Noyer

Famille : Juglandacées

Nom latin : Juglans regia L.

Caractères botaniques :

Les Juglans sont des arbres de grande taille, à feuilles caduques, glabres, alternes, imparipennées avec des folioles aromatiques de saveur amère et astringente, à branches très ramifiées, à la cime large et touffue. Ce sont des plantes monoïques à sexes séparés, à pollinisation anémophile.
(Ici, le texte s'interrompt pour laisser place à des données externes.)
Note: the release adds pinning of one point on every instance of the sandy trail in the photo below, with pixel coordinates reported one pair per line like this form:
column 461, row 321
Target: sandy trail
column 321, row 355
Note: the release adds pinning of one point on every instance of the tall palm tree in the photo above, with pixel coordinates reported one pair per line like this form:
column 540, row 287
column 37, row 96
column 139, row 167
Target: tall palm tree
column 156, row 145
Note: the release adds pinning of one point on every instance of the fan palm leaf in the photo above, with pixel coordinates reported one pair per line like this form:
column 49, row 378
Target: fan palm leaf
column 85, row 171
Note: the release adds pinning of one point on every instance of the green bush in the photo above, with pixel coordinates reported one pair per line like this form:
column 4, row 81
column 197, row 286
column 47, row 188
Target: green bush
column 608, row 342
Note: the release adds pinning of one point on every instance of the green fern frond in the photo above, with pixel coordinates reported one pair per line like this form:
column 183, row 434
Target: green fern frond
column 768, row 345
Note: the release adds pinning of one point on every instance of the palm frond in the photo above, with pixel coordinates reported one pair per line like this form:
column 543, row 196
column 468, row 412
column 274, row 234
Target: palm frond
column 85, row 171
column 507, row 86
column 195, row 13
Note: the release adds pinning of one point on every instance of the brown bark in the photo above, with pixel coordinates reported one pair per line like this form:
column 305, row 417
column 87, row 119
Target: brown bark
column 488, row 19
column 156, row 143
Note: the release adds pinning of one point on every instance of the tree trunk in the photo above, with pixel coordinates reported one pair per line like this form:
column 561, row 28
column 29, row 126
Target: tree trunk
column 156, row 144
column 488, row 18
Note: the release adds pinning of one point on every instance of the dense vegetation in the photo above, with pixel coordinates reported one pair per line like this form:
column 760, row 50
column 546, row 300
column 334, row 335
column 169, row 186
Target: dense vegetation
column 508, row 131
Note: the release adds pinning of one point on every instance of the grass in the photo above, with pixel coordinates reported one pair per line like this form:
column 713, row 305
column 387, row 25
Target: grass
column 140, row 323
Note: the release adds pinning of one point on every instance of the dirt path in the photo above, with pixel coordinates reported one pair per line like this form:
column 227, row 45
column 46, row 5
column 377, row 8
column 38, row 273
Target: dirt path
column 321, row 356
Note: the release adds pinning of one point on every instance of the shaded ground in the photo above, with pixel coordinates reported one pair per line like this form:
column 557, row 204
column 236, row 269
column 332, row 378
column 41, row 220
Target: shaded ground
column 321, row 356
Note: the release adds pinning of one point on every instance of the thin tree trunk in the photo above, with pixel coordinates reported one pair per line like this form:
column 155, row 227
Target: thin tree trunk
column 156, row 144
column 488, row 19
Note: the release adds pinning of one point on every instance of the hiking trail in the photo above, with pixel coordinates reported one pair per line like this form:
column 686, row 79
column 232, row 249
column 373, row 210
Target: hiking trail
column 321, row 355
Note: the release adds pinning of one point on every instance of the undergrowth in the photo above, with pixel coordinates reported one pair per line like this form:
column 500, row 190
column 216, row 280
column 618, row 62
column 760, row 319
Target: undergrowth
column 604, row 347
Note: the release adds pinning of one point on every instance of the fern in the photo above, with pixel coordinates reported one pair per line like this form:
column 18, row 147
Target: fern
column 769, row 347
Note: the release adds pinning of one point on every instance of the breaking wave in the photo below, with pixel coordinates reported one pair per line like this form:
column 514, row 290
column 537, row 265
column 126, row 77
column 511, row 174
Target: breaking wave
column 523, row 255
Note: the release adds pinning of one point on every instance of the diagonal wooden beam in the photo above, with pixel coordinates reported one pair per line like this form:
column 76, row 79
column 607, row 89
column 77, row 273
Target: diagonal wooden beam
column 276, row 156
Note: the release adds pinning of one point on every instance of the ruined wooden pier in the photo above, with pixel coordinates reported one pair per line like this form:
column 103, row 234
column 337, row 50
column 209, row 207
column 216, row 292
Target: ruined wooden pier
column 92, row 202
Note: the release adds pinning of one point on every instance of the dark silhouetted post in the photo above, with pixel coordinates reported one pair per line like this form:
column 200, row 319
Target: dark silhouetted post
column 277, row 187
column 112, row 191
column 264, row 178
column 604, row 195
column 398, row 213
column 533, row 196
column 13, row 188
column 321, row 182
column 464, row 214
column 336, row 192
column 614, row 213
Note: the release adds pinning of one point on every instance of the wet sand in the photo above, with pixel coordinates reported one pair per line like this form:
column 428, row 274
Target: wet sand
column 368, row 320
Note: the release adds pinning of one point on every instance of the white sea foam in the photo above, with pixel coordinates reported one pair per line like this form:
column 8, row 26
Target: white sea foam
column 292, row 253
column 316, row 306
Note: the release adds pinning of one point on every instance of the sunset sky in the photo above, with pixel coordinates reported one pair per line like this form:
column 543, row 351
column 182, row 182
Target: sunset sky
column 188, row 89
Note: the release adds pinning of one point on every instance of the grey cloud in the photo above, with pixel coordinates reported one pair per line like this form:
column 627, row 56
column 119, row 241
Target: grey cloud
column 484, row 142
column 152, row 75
Les fleurs petites verdâtres sont unisexuées.

Les fleurs mâles (staminées) sont groupées en épis ou chatons allongés, elles comptent jusqu’à 36 étamines.

Les fleurs femelles (pistillées) sont réunies par groupes de 2 à 4, elles ont un stigmate bilobé.
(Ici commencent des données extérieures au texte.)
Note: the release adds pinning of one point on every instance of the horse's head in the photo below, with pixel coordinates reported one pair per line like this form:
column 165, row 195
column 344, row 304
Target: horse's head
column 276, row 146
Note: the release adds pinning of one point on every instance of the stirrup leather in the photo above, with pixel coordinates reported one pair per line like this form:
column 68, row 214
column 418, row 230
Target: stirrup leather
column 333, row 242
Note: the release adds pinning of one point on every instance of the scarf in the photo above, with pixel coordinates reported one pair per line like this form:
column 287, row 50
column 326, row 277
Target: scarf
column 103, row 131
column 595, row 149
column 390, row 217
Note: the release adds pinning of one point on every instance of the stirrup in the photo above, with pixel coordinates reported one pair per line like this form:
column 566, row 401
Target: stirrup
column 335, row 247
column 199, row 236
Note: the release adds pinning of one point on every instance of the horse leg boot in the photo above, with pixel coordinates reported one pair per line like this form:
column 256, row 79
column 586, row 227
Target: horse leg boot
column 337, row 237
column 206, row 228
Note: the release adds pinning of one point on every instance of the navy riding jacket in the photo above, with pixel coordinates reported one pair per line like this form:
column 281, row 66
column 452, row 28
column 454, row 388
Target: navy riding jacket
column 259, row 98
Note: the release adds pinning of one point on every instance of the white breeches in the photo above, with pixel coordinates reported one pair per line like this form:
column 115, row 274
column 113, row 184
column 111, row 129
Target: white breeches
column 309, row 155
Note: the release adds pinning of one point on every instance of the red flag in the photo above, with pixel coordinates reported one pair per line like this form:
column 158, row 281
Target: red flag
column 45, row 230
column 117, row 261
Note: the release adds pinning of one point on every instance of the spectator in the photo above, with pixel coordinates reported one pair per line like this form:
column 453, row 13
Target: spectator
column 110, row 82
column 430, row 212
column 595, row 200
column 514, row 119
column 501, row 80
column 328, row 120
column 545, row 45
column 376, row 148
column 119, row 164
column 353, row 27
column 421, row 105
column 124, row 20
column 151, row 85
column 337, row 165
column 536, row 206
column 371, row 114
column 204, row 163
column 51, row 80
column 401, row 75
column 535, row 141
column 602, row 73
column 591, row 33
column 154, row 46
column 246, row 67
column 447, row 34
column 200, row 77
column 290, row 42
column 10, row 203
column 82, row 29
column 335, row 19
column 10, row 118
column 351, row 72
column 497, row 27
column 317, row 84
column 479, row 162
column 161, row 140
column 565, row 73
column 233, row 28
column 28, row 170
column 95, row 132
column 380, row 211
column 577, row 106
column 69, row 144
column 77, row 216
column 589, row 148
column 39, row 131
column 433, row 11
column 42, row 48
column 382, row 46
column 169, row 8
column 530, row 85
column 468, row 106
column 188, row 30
Les fruits sont généralement des drupes indéhiscentes, à endocarpe sclérifié, contenant une seule graine à cotylédons développés et riches en matière grasse, le fruit qui pousse sur l’arbre est la noix

Symbolique :

Le noyer empêche la croissance de plantes qui poussent dans son voisinage : la pluie emporte avec elle un composé, le juglon, secrété par le noyer qui s’oxyde une fois au sol. Cette substance, présente dans les feuilles et l’écorce, inhibe la germination des graines et perturbe la croissance des autres plantes. Cet effet d’inhibition de la rhizosphère est peut-être à l’origine de la superstition populaire qui dit que se coucher sous un noyer est dangereux (risque d’être visité par le Diable, l’odeur forte du noyer étant jadis réputée provoquer des nausées, céphalées). Dans la même optique, Olivier de Serres rapproche nux du verbe latin nocere, « nuire », il est recommandé par exemple ne pas tailler des statues de la vierge dans son tronc ; refuge pour les sorcières, les bancs de brume matinale entourant les noyers sont interprétés comme les dessous abandonnés par ces sorcières.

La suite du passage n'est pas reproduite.